The just-give-me-the-money cynic. OK. Hack. We said it.

And here is a short list of those stars whose very name on a theater marquee spells almost-imminent disaster. In most cases, those named below fit in a number of the above categories.

Remember -- we're not saying these people aren't good actors (though we're not denying that, either). We're just suggesting that maybe these folks could be just a smidgen more discerning in their choice of material in the future. If, in fact, they have a future. Or a choice.

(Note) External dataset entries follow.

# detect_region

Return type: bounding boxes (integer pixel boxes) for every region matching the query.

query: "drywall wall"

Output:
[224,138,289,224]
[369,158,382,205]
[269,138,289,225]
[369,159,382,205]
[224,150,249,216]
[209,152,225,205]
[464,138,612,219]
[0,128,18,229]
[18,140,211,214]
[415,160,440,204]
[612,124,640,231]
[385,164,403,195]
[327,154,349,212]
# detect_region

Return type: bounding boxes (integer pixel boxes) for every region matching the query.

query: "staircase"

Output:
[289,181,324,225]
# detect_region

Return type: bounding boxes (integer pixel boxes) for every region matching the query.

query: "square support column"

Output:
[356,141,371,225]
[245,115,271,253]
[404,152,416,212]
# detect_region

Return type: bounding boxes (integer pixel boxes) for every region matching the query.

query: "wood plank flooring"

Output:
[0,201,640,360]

* Chevy Chase. He turned a smirking stumblebum into a cottage industry and then learned to sleepwalk through bad movies. He's sired enough dogs to open a kennel. Examples: "Modern Problems," "Fletch Lives," "Three Amigos," "Under the Rainbow" -- gee, the list goes on and on, let's just get to his latest dud -- "Memoirs of an Invisible Man." For the sake of moviegoers, here's hoping his Fox network late-night talk show comes through.

* Dan Aykroyd. The most versatile performer on the original "Saturday Night Live" has become the most dreaded name on a movie marquee. Has he carried an even moderately acceptable movie in the past decade? His list of duds is even longer than Mr. Chase's, culminating with his disastrous "Nothing but Trouble," which he wrote and directed and which was nothing but interminable. His self-absorbed and insight-free column in Premiere magazine disappeared after three months.

* John Candy. The anti-Midas: Everything he touches turns into a leaden bore. Every character he plays is the same -- the pathetic, dopey fat guy longing for a beauty -- which just isn't that appealing anymore.

* Jim Belushi. His films ("Curly Sue," "Taking Care of Business," "Mr. Destiny," "Once Upon a Crime") makes brother John's duds ("1941," "Continental Divide") look like sage career moves.

* Julia Roberts. The biggest star who has never made a really good movie -- "Pretty Woman," "Sleeping With the Enemy," "Dying Young" and "Hook" are competent at best and usually far worse. Ms. Roberts is a Republican pinup girl -- she always plays women desperately dependent on their men, and when she gives an interview, she's denying everything and blaming the media. This is our actress of the '90s?

* Goldie Hawn. Ditsy ("Protocol," "Wildcats" "Overboard," "Bird on a Wire") or serious ("Deceived," "Crisscross"), Ms. Hawn's projects tend to be star-driven vehicles with plot lines that don't come close to meeting the recommended daily amounts of intelligence.

* Bruce Willis. Somewhere along the line, his smirk began reeking of insufferable smugness, and he began to think any piece of junk he wink-winked through would be a charmer. "Blind Date," "Sunset," "Hudson Hawk" and "The Last Boy Scout" have proved him wrong. Beware, Meryl Streep: Your co-stars in your upcoming "Death Becomes Her" are Mr. Willis and Ms. Hawn. It doesn't stand a chance.